Çocukluğumun, diğer çocukların kendi çocukluklarına şükretme sebebi olmasına kırgındım. O çocukların hayatlarındaki renklerin benim kararan hayatımın yanında iyice parıldayacak olmasına kırgındım. Ama en çok kendime kırgındım.

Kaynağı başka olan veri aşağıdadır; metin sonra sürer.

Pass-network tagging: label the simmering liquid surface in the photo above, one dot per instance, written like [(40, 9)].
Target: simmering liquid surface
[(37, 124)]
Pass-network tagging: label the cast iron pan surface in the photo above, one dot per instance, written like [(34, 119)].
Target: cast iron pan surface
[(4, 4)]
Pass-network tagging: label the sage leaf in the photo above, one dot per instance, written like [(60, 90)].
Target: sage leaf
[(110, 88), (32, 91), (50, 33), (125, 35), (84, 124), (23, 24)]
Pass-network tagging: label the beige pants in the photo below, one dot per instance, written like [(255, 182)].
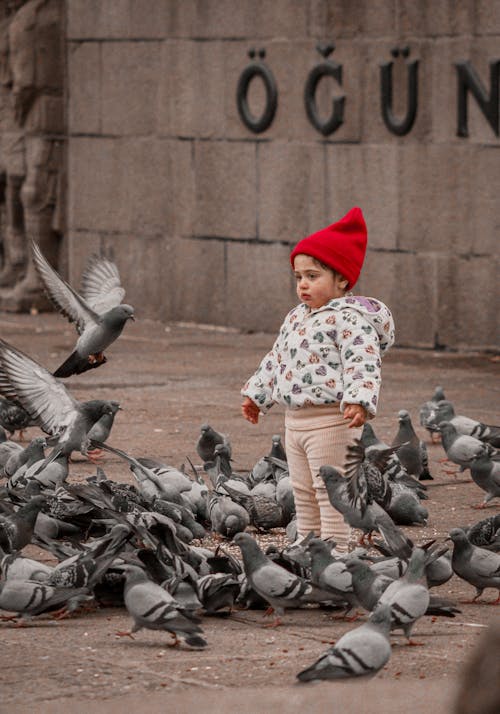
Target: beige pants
[(314, 437)]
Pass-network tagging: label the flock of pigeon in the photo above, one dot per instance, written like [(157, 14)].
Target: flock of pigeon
[(143, 545)]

Hayır, kendime kırgın değildim. Çünkü ben sevdiğim kişilere kırılırdım. Yani ne kendime ne de bir başkasına kırılmazdım, bu ihtimalsizdi. Kendime kızgındım. Evet, kendime çok kızgındım. Öyle bir kızgınlıktı ki bu hiç kimseye bu kadar kızmamıştım ve eminim ki hiç kimseye de bu kadar kızmayacaktım. Kırgınlığıma gelirsek güzel çocukluk yaşamış olan çocuklara kırgın olan ben değildim, o çocuklara kırgın olan onlar gibi çocukluk yaşayabilme ihtimaline rağmen o çocukluğu yaşayamayan çocukluğumdu. Çocukluğum herkese kırgındı ama en çok bana kırgındı. Çünkü ben onu yaşatmak yerine öldürmeyi seçmiştim. Çünkü ben ondan vazgeçmiştim, sonra da o benden vazgeçmişti. Aslında hayır, o benden o kadar da kolay vazgeçememişti ama deniyordu işte. Bir köşeye geçmiş onu tekrar öldüreceğim zamanı bekliyordu sessizce.. Sessizce, evet sessizce. Ölümü bile sessizce bekliyordu çünkü ona sesini çıkartmayı kimse öğretmemişti. Gerçi öğrense bile o sesi çıkarabilecek kadar gücü yoktu. Sessizlik ve çaresizlik onun tek ama en vefalı arkadaşlarıydı.

Ben Aleda. Aleda Hüma Yalçın. Ben bir kız çocuğuydum ölümü bekleyen, ben bir gençtim hedefleri olan, ben güçlü bir kadın adayıydım ayakları sürekli yere sağlam basacak olan. Bana çelme atmaya çalışanların ayağını kıracak olan bendim. Bu hayatı yaşayan bendim. Kendimi asla ezdirmemeye yemin eden bendim. Uğruna sözler verdiğim kardeşim için varıyla yoğuyla çalışan bendim. Bu hayat benimdi ve o benden alacağını zaten almıştı. Sıra artık bendeydi.

Sıra artık hep bendeydi. Çünkü hayatın benden alacağı bir şey kalmamıştı. Ha canım vardı ama o benim için bile bu kadar önemsizken hayatın bir işine yaramazdı.

Yurttan akşamdan hazırladığım çantayı alarak okula doğru yürümeye başladım. 12.sınıf öğrencisiydim. Hedefim hukuk okumaktı. Başaracaktım buna emindim. Çalışıyordum, çabalıyordum ve elimden gelen her şeyi yapıyordum. Olumsuz duygulara yer verecek şeyler yapmıyordum. Ben yapardım, hep yapacaktım. Engeller çıkacaktı, onlar zaten hep çıkardı önemli olan her defasında o engellerle karşı karşıya gelebilmekti. Başarı o engelleri geçmekti evet, ama o engellerle karşı karşıya gelebilecek cesaretimiz yoksa başarı denen şey ortaya çıkmazdı.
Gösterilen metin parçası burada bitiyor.